Was Emotionen im Ayurveda wirklich bedeuten

Emotionen sind im Ayurveda keine „Störung“, sondern Botschafter des Körpers.

Sie zeigen uns, wo Energie frei fließt – und wo sie stockt.

Vata fühlt schnell, fein und bewegt – Emotionen kommen wie Wind, manchmal unstet, manchmal überfordernd.

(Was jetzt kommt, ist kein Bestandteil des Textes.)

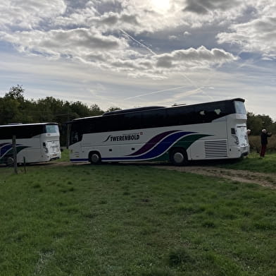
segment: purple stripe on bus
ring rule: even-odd
[[[153,148],[157,144],[157,143],[161,141],[164,137],[177,131],[170,131],[156,135],[156,136],[152,138],[149,141],[148,141],[144,145],[143,145],[139,150],[127,156],[136,156],[136,155],[142,155],[147,152],[148,150],[151,150],[152,148]]]

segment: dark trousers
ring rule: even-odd
[[[262,145],[262,148],[261,149],[261,152],[260,152],[260,156],[261,157],[265,157],[265,150],[266,150],[266,145]]]

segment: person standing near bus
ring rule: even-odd
[[[266,146],[268,145],[268,137],[271,137],[271,136],[272,133],[268,133],[266,129],[262,130],[262,132],[261,133],[261,152],[260,152],[261,157],[265,157]]]

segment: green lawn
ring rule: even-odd
[[[1,276],[276,275],[274,190],[142,165],[19,171],[0,167]]]
[[[231,162],[220,162],[220,167],[227,169],[245,169],[264,173],[276,173],[276,152],[268,152],[264,158],[260,158],[256,152]]]

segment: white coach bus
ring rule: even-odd
[[[244,100],[118,110],[69,122],[71,162],[239,158],[249,153]]]
[[[17,162],[36,163],[61,157],[56,123],[16,124],[0,126],[0,164],[13,158],[13,136],[16,138]]]

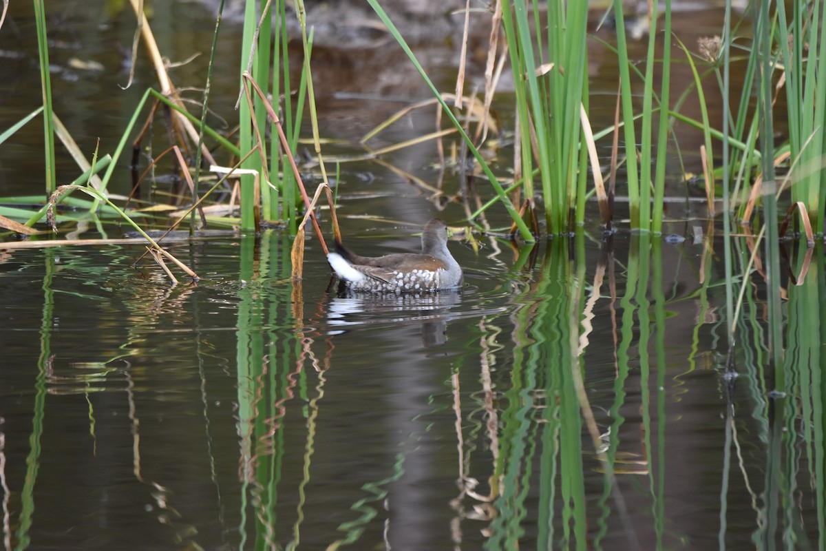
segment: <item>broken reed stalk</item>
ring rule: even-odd
[[[227,178],[229,178],[230,176],[231,176],[236,170],[239,169],[239,167],[241,166],[241,164],[244,163],[244,161],[247,160],[247,159],[249,159],[250,155],[252,155],[254,153],[255,153],[255,149],[258,146],[256,146],[256,147],[249,150],[249,151],[247,152],[247,154],[244,155],[244,157],[242,157],[231,169],[226,170],[226,173],[225,173],[224,176],[221,178],[220,178],[217,182],[216,182],[212,185],[211,188],[210,188],[208,190],[206,190],[206,193],[204,193],[203,195],[202,195],[201,197],[197,201],[196,201],[192,204],[192,207],[190,207],[188,209],[187,209],[187,211],[180,217],[178,217],[178,220],[176,220],[174,222],[172,223],[172,226],[170,226],[169,228],[165,232],[164,232],[164,235],[162,235],[160,237],[158,238],[158,241],[162,240],[164,237],[166,237],[167,235],[169,235],[169,232],[173,231],[175,228],[177,228],[181,224],[181,222],[183,222],[184,220],[186,220],[187,216],[188,216],[190,214],[192,214],[192,211],[194,211],[196,208],[201,208],[201,203],[202,203],[204,202],[204,200],[206,200],[206,197],[208,197],[212,193],[212,192],[214,192],[215,190],[216,190],[219,186],[222,185],[225,182],[226,182]],[[217,168],[218,167],[216,167],[216,165],[212,165],[211,167],[210,167],[210,169],[212,172],[216,172],[216,170]],[[141,233],[143,233],[143,232],[141,232]],[[140,260],[145,256],[146,256],[145,253],[144,253],[143,254],[141,254],[135,261],[135,264],[137,264],[138,262],[140,262]]]
[[[327,244],[324,240],[324,235],[321,233],[321,228],[318,225],[318,220],[316,218],[316,215],[312,211],[312,208],[310,207],[311,201],[307,195],[306,189],[304,188],[304,181],[301,179],[301,175],[298,172],[298,167],[296,165],[296,159],[292,156],[292,152],[290,150],[289,144],[287,141],[287,136],[284,135],[284,129],[281,126],[281,119],[278,116],[275,114],[275,110],[273,108],[272,103],[267,98],[266,94],[261,91],[259,87],[258,83],[252,78],[252,75],[249,72],[244,71],[244,85],[246,87],[248,83],[252,85],[253,88],[255,90],[255,93],[258,94],[259,98],[263,103],[264,108],[267,110],[267,114],[269,116],[270,120],[275,125],[276,129],[278,131],[278,139],[281,140],[282,150],[287,154],[287,159],[290,162],[290,167],[292,169],[292,175],[296,178],[296,182],[298,183],[298,189],[301,190],[301,198],[304,199],[304,206],[306,208],[307,212],[309,212],[310,216],[312,218],[313,227],[316,229],[316,235],[318,235],[319,240],[321,242],[321,248],[324,250],[325,255],[329,252],[327,248]]]
[[[304,218],[301,219],[301,223],[298,225],[298,230],[296,232],[296,239],[292,241],[292,249],[290,251],[290,259],[292,262],[292,279],[293,281],[298,281],[301,279],[304,275],[304,226],[307,223],[307,219],[312,215],[313,209],[316,208],[316,203],[318,202],[318,198],[321,196],[321,192],[324,191],[327,193],[327,204],[330,206],[330,212],[333,218],[333,234],[335,236],[335,240],[338,242],[341,241],[341,230],[339,229],[339,220],[335,216],[335,201],[333,199],[333,194],[330,190],[330,186],[325,183],[318,184],[318,188],[316,188],[316,193],[313,195],[312,201],[310,202],[310,207],[306,209],[304,213]],[[314,216],[315,217],[315,216]],[[326,250],[325,254],[326,254]]]
[[[103,202],[105,202],[107,205],[109,206],[110,208],[112,208],[116,212],[117,212],[117,214],[121,218],[123,218],[125,221],[126,221],[126,223],[128,223],[130,226],[131,226],[133,228],[135,228],[135,230],[139,234],[140,234],[144,237],[144,239],[145,239],[147,241],[149,241],[150,244],[151,244],[151,245],[152,245],[152,249],[154,249],[159,251],[159,253],[163,254],[168,259],[169,259],[173,263],[175,263],[175,264],[178,268],[180,268],[182,270],[183,270],[183,272],[186,273],[186,274],[188,275],[190,278],[192,278],[194,281],[197,281],[198,280],[198,276],[197,276],[197,274],[195,272],[193,272],[192,269],[190,269],[183,262],[181,262],[180,260],[178,260],[178,259],[176,259],[174,256],[173,256],[169,251],[164,250],[164,248],[161,247],[159,245],[158,245],[157,241],[155,241],[151,237],[150,237],[149,235],[147,235],[146,232],[144,231],[143,229],[135,222],[135,221],[133,221],[131,218],[130,218],[129,216],[126,212],[124,212],[116,205],[115,205],[115,203],[113,203],[112,201],[110,201],[109,197],[107,197],[105,193],[97,191],[94,188],[89,188],[89,187],[87,187],[87,186],[67,185],[67,186],[60,186],[56,190],[55,190],[55,192],[52,193],[51,196],[49,197],[49,202],[47,203],[48,206],[47,206],[47,208],[46,208],[46,219],[49,221],[49,224],[51,226],[52,230],[54,232],[57,233],[57,224],[55,223],[55,205],[57,204],[57,202],[60,199],[60,197],[64,193],[66,193],[66,192],[68,192],[69,191],[74,191],[74,190],[83,192],[86,193],[87,195],[90,195],[90,196],[95,197],[96,199],[97,199],[99,201],[102,201]]]
[[[141,0],[130,0],[130,2],[132,5],[132,9],[135,11],[135,16],[138,18],[140,35],[143,36],[146,50],[149,51],[150,59],[152,61],[152,66],[158,77],[158,83],[160,85],[161,93],[174,102],[174,104],[181,111],[186,111],[183,107],[183,102],[181,101],[181,97],[178,93],[178,89],[175,88],[175,85],[172,83],[172,80],[169,78],[169,74],[166,70],[166,65],[164,64],[164,58],[160,55],[160,50],[158,49],[158,43],[155,41],[154,35],[152,33],[152,28],[150,26],[146,16],[141,10],[141,4],[143,2]],[[182,128],[183,133],[186,134],[186,135],[188,135],[192,142],[197,144],[199,141],[199,134],[195,129],[195,126],[187,119],[187,117],[183,116],[180,114],[176,114],[176,112],[173,112],[172,114],[174,126],[176,127]],[[212,154],[210,153],[209,148],[206,147],[206,144],[202,145],[201,153],[204,159],[211,164],[216,164],[215,159],[212,158]]]

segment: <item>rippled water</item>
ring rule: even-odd
[[[7,547],[748,547],[767,421],[739,382],[725,444],[703,246],[666,245],[635,304],[646,260],[616,239],[615,298],[598,240],[515,271],[504,243],[453,242],[464,288],[415,297],[339,292],[311,244],[293,287],[277,232],[175,245],[203,278],[175,287],[131,268],[138,247],[5,253]],[[795,533],[816,545],[805,487]]]
[[[21,40],[0,32],[0,54],[14,55],[0,93],[17,98],[39,76],[31,5],[11,6]],[[97,9],[49,2],[56,108],[84,150],[98,136],[112,147],[154,78],[139,67],[135,88],[116,88],[133,21]],[[208,50],[210,14],[154,9],[164,55]],[[681,12],[680,32],[713,34],[714,13]],[[237,64],[239,36],[228,23],[220,66]],[[407,104],[385,96],[420,99],[409,75],[388,83],[364,70],[369,55],[339,55],[320,46],[315,59],[326,135],[358,140]],[[73,57],[106,70],[73,69]],[[591,59],[591,89],[613,94],[614,57]],[[202,60],[174,78],[202,85]],[[214,93],[231,119],[235,72],[219,72]],[[34,105],[0,102],[0,116]],[[614,105],[594,102],[593,121],[610,124]],[[380,139],[430,131],[431,115]],[[686,152],[695,139],[681,136]],[[0,149],[3,194],[40,192],[41,140],[30,126]],[[342,165],[353,249],[406,250],[431,216],[463,219],[458,177],[433,157],[425,144],[383,160],[444,193],[377,164]],[[292,237],[278,231],[172,245],[201,278],[175,286],[151,263],[131,267],[136,245],[0,246],[3,549],[824,549],[823,251],[803,285],[782,282],[784,397],[749,238],[734,243],[748,285],[739,377],[727,378],[722,244],[692,204],[667,208],[680,221],[667,233],[688,240],[591,229],[533,249],[454,240],[463,289],[422,296],[341,291],[315,236],[293,283]]]

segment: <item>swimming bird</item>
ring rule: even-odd
[[[434,218],[421,232],[421,253],[359,256],[336,241],[330,267],[354,291],[424,292],[462,285],[462,268],[448,250],[448,226]]]

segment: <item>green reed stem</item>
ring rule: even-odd
[[[528,226],[525,225],[525,221],[520,216],[519,211],[514,207],[513,202],[510,201],[510,198],[505,193],[505,190],[502,188],[501,184],[499,183],[499,180],[496,179],[496,177],[493,174],[493,172],[491,170],[491,168],[487,165],[487,163],[485,162],[485,159],[482,156],[482,154],[479,153],[479,150],[477,149],[476,145],[473,145],[472,140],[464,131],[464,129],[462,127],[462,124],[456,118],[456,116],[453,115],[453,110],[451,110],[450,107],[448,106],[447,102],[445,102],[444,99],[442,97],[442,94],[439,93],[439,90],[434,85],[430,77],[427,76],[427,74],[425,72],[425,69],[419,63],[419,60],[416,59],[415,55],[414,55],[413,51],[410,49],[410,46],[407,45],[407,43],[401,36],[401,34],[399,32],[399,30],[393,24],[393,21],[390,20],[390,17],[387,16],[387,13],[384,11],[384,9],[378,4],[377,0],[368,0],[368,3],[370,4],[370,7],[373,7],[373,11],[379,17],[382,21],[387,26],[388,31],[393,36],[393,37],[396,38],[396,41],[399,43],[399,45],[401,47],[402,50],[404,50],[405,54],[407,55],[408,59],[413,64],[414,67],[415,67],[416,70],[419,72],[420,76],[421,76],[421,78],[424,79],[425,83],[427,84],[427,87],[430,89],[430,92],[433,93],[434,97],[436,98],[437,101],[439,101],[439,104],[441,104],[444,114],[450,120],[451,123],[453,123],[453,126],[455,126],[457,131],[459,133],[459,135],[462,136],[462,139],[468,145],[468,149],[470,150],[471,153],[473,154],[473,156],[479,163],[479,166],[482,167],[482,169],[485,173],[485,175],[487,176],[487,178],[491,182],[491,185],[493,186],[494,190],[499,196],[500,200],[502,202],[502,205],[507,210],[508,214],[510,215],[510,218],[514,221],[514,223],[516,225],[516,227],[518,228],[520,235],[522,236],[522,239],[524,239],[525,241],[528,242],[533,242],[534,236],[531,235],[530,230],[528,229]]]
[[[43,91],[43,137],[45,147],[46,197],[55,192],[57,187],[57,172],[55,165],[55,126],[52,122],[51,77],[49,65],[49,40],[46,36],[45,6],[43,0],[34,0],[35,25],[37,28],[37,51],[40,55],[40,87]]]

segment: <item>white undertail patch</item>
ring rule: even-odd
[[[367,276],[353,268],[350,263],[344,260],[344,257],[338,253],[330,253],[327,254],[327,262],[338,274],[339,278],[346,281],[361,281],[366,279]]]

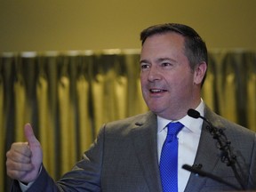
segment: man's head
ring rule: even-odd
[[[179,119],[200,103],[207,50],[198,34],[180,24],[141,32],[140,83],[148,107],[167,119]]]
[[[188,57],[192,70],[198,63],[205,62],[208,64],[208,52],[205,43],[201,36],[192,28],[183,24],[166,23],[151,26],[140,33],[140,41],[143,45],[146,39],[154,35],[164,33],[177,33],[185,38],[185,54]],[[202,81],[202,86],[206,77],[206,73]]]

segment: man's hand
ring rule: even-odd
[[[43,152],[29,124],[25,125],[24,133],[28,142],[12,143],[6,153],[6,168],[7,174],[12,179],[28,183],[35,180],[38,175]]]

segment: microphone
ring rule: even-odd
[[[193,108],[189,108],[189,109],[188,110],[188,115],[189,116],[193,117],[193,118],[201,118],[201,119],[203,119],[204,122],[206,122],[206,123],[207,123],[206,128],[208,129],[208,131],[209,131],[211,133],[212,132],[212,131],[215,131],[215,132],[217,131],[216,128],[213,127],[213,125],[211,124],[211,122],[209,122],[206,118],[204,118],[204,116],[202,116],[198,111],[196,111],[196,110],[195,110],[195,109],[193,109]],[[219,132],[220,132],[220,130],[219,130]],[[221,130],[221,132],[222,132],[222,130]]]
[[[231,166],[232,171],[235,174],[235,177],[236,179],[236,180],[238,181],[238,183],[240,184],[240,186],[242,187],[242,189],[245,189],[244,184],[243,182],[242,178],[240,177],[240,175],[237,172],[236,167],[236,156],[235,155],[233,155],[231,148],[230,148],[230,144],[231,142],[228,140],[227,136],[225,135],[223,129],[218,129],[216,127],[214,127],[210,121],[208,121],[206,118],[204,118],[204,116],[202,116],[200,115],[200,113],[193,108],[189,108],[188,110],[188,115],[193,118],[201,118],[203,119],[206,124],[206,129],[210,132],[210,133],[212,135],[212,138],[214,140],[217,140],[218,142],[218,148],[220,150],[220,160],[222,163],[226,163],[226,164],[228,166]],[[188,170],[188,166],[185,166],[185,168],[187,168]],[[185,169],[184,168],[184,169]],[[193,168],[193,167],[192,167]],[[191,168],[188,168],[190,172],[195,172],[195,169],[193,168],[193,170]],[[198,169],[196,169],[196,171],[198,172]],[[199,172],[197,172],[199,174]],[[216,176],[212,175],[210,173],[207,172],[200,172],[200,174],[202,174],[203,176],[206,176],[209,178],[212,178],[215,180],[218,180],[218,177],[216,178]],[[199,175],[200,175],[199,174]],[[213,177],[212,177],[213,176]],[[220,182],[223,182],[223,180],[220,180]],[[224,183],[226,183],[227,185],[230,186],[230,183],[227,183],[224,180]],[[231,186],[233,186],[231,184]],[[234,187],[234,186],[233,186]]]
[[[202,171],[201,169],[198,169],[198,168],[195,168],[193,166],[190,166],[188,164],[183,164],[182,165],[182,168],[188,171],[188,172],[191,172],[193,173],[196,173],[201,177],[207,177],[207,178],[210,178],[213,180],[216,180],[218,182],[220,182],[220,183],[223,183],[223,184],[226,184],[231,188],[233,188],[234,189],[236,189],[236,190],[239,190],[240,188],[237,188],[236,186],[233,185],[232,183],[229,183],[224,180],[222,180],[221,178],[216,176],[216,175],[213,175],[212,173],[209,173],[209,172],[204,172]]]

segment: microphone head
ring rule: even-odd
[[[193,118],[199,118],[201,116],[200,113],[193,108],[188,110],[188,115]]]

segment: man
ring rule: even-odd
[[[167,180],[174,182],[173,191],[256,188],[255,132],[217,116],[201,99],[207,49],[198,34],[171,23],[146,28],[140,39],[141,88],[150,111],[103,125],[83,160],[56,183],[43,165],[39,141],[26,124],[28,145],[14,143],[6,154],[12,191],[164,191],[161,156],[170,122],[182,126],[177,136],[177,172]],[[207,120],[188,116],[189,108]],[[190,173],[183,164],[222,181]]]

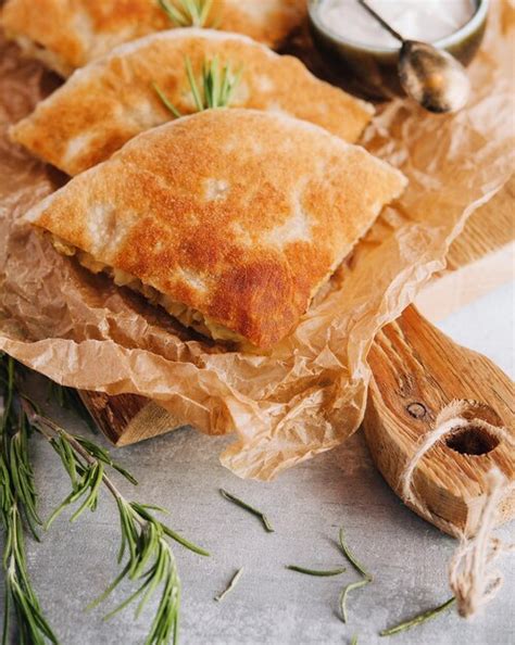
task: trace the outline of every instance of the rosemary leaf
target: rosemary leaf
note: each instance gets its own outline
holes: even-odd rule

Pitta spürt intensiv, heiß und direkt – Gefühle brennen, transformieren, aber brauchen ein Ventil, bevor sie verletzen.

Kapha fühlt langsam, tief und speichernd – Emotionen bleiben lange im Gewebe, suchen Sicherheit, Halt und Vertrauen.

Alle drei Doshas lehren uns etwas über Nähe, Distanz, Regulation und Hingabe.

Eine Massage, ein Ritual oder eine Meditation wirken deshalb nicht „trotz“ Emotionen – sondern durch sie hindurch.

Wenn wir verstehen, wo Gefühle im Körper landen, wie sie sich anfühlen und wie sie sich lösen wollen, beginnt Heilung. Für uns selbst. Und in Begegnung.

Denn:
Berührung balanciert den Sturm, wenn das Nervensystem Würde bekommt. Emotionen finden Frieden, wenn sie nicht kontrolliert, sondern begleitet werden.

Und genau dort entsteht tantrische Magie:
im bewussten Halten der Erregung, im liebevollen Führen des Körpers und im ehrlichen Lauschen des Innenraums.